前回の記事はこちら 「無理しない、無理させない」の原則
針貝有佳氏:デンマーク社会では、コミュニケーションも特徴的です。「自分も我慢しているから、あなたも我慢して」というスタイルではなく、「自分も休むから、あなたも休んでね」「自分も楽しむから、一緒に楽しもう」といったポジティブなやり取りをします。
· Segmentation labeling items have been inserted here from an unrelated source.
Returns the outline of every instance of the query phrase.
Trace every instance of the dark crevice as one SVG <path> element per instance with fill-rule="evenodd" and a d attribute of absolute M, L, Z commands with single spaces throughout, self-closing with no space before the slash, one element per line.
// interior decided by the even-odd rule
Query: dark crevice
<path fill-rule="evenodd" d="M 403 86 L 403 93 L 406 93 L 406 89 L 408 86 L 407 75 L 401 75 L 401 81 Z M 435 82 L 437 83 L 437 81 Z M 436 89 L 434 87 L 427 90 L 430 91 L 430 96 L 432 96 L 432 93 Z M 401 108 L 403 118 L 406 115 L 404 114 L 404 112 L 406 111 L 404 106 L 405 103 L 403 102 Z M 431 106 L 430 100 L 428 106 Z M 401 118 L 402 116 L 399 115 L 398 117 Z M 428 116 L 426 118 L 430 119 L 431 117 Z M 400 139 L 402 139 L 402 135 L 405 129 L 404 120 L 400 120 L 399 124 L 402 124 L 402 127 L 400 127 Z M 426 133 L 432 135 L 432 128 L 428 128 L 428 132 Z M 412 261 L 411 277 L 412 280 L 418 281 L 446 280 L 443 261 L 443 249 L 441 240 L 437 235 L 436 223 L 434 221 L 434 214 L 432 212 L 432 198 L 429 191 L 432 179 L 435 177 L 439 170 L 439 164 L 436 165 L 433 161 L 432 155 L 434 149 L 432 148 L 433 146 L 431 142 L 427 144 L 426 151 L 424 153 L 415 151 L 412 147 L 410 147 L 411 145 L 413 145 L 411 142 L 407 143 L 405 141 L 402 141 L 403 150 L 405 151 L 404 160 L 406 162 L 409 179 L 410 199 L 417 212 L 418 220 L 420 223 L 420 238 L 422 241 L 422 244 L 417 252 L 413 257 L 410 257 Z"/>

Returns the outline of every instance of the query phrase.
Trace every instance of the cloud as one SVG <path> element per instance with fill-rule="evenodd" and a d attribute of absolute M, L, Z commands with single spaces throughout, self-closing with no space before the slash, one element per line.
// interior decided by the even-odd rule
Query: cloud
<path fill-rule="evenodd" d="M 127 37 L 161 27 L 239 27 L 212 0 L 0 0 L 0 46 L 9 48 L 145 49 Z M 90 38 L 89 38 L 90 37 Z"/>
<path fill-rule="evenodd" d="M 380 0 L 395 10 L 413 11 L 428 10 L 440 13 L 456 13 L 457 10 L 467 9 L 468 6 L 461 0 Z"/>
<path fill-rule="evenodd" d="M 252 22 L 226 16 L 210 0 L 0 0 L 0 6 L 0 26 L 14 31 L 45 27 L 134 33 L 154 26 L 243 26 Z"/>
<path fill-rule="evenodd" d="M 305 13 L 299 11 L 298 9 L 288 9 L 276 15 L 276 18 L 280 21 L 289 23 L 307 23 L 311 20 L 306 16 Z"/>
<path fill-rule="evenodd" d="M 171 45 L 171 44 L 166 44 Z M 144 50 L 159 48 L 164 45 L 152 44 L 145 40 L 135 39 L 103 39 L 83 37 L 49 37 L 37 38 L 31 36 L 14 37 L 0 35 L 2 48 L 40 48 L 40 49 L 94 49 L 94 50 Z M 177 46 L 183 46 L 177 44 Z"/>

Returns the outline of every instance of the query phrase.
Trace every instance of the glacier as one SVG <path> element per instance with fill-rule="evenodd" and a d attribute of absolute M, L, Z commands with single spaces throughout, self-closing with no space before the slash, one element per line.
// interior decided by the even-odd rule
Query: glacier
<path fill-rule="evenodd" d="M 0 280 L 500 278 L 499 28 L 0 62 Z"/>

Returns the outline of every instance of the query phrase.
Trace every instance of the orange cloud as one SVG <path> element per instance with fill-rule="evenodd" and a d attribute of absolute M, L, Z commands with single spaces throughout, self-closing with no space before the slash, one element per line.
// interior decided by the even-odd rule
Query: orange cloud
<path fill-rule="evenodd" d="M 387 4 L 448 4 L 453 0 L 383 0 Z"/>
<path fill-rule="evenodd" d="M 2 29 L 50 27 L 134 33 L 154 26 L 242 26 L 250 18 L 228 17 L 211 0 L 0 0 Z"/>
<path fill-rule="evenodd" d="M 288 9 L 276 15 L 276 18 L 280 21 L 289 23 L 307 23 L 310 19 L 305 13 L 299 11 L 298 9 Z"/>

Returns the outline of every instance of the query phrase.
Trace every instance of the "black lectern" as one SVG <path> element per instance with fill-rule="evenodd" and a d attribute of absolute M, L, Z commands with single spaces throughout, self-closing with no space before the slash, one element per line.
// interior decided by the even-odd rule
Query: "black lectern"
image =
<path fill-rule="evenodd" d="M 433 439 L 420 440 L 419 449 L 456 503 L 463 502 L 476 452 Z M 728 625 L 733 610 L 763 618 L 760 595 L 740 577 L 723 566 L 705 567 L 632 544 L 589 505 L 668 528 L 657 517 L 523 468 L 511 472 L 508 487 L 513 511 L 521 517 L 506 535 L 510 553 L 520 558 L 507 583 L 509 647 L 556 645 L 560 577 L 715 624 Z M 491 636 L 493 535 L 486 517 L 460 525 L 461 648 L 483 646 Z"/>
社会や組織の根本にあるのはシンプルな原則です。それは「無理しない、無理させない」。これは誰かが言葉にしているわけではありませんが、私が観察すると必ずこの原則に沿っています。自分も無理をしないし、相手にも無理をさせない。その結果、お互いに良いエネルギーを保ちながら、高い生産性を持続的に実現しているのです。
こうして働き方改革が進んでいるデンマークですが、さらに先を行く取り組みもあります。「テイク・バック・タイム」という会社の代表のペニーレさんは、「脳は休むことでクリエイティブになる。だからこそ生産性が上がる」と話していました。この考え方から、企業や自治体に週休3日制の導入を推進している、と。
ただ「休む」と言っても、本当に休めるのかを聞くと、「余白を作るには、とにかく無駄を徹底的に減らすこと」と返ってきました。会議、慣習、システム、メール、規則、タスク、確認作業、人間関係、承認、手続き、書類、意思決定プロセス……。こうした業務のあちこちに無駄が潜んでいる。まずそれを洗い出して省いていくことが大事だということです。
その上で必要なのは「自分の仕事の役割を明確にすること」。自分が何を担っているのかをはっきりさせると、優先順位が自然と見えてきて、優先度の低い仕事を削ぎ落とすことができる。これが余白を生む鍵だと話していました。
多様な視点から生まれるデンマーク流イノベーション
続いて、イノベーション大国としてのデンマークについてです。ヨーロッパの中でもイノベーション指標は非常に高いのですが、なぜか。その背景には「より良い社会・環境をつくる」という長期的で多角的な視点があります。
製薬会社ノボ ノルディスク日本法人社長のキャスパー氏はこう語っています。「昨日と同じことを繰り返すのではなく、未来のニーズを予測し、新しい解決策を提示していく。その姿勢こそが大事だ」と。さらに「ライバルと競争するのではなく、先頭を走る意識を持て」とも強調していました。
イノベーションと聞くと、私は以前は「特別な人のひらめき」で生まれるものだと思っていました。でもデンマーク企業の考えは違います。イノベーションは、さまざまな立場の人がそれぞれの視点から発言し、その視点をつなぎ合わせることで生まれる。単発の「すごい発想」ではなく、多様な視点の掛け合わせから新しいものが生まれる。それがデンマーク流のイノベーションなのです。
上下関係を薄めて課題を見極める
またデンマークの特徴として、組織に上下関係があまりありません。年齢、性別、勤務年数、部署、役職などに関係なく、すべての意見が大切だと考えられています。お互いを尊重し合い、活かし合う組織づくりがされているのです。
例えば、子育て中の社員の意見はファミリー向けの商品開発や働き方改革に役立ちます。若いインターン生の斬新なアイデアも、大きなプロジェクトに採用されることがあります。
こうした背景から、デンマークでは「ダブルダイヤモンドメソッド」という問題解決の手法がよく使われています。もともとはイギリス発祥ですが、デンマークの企業や起業家に深く浸透しています。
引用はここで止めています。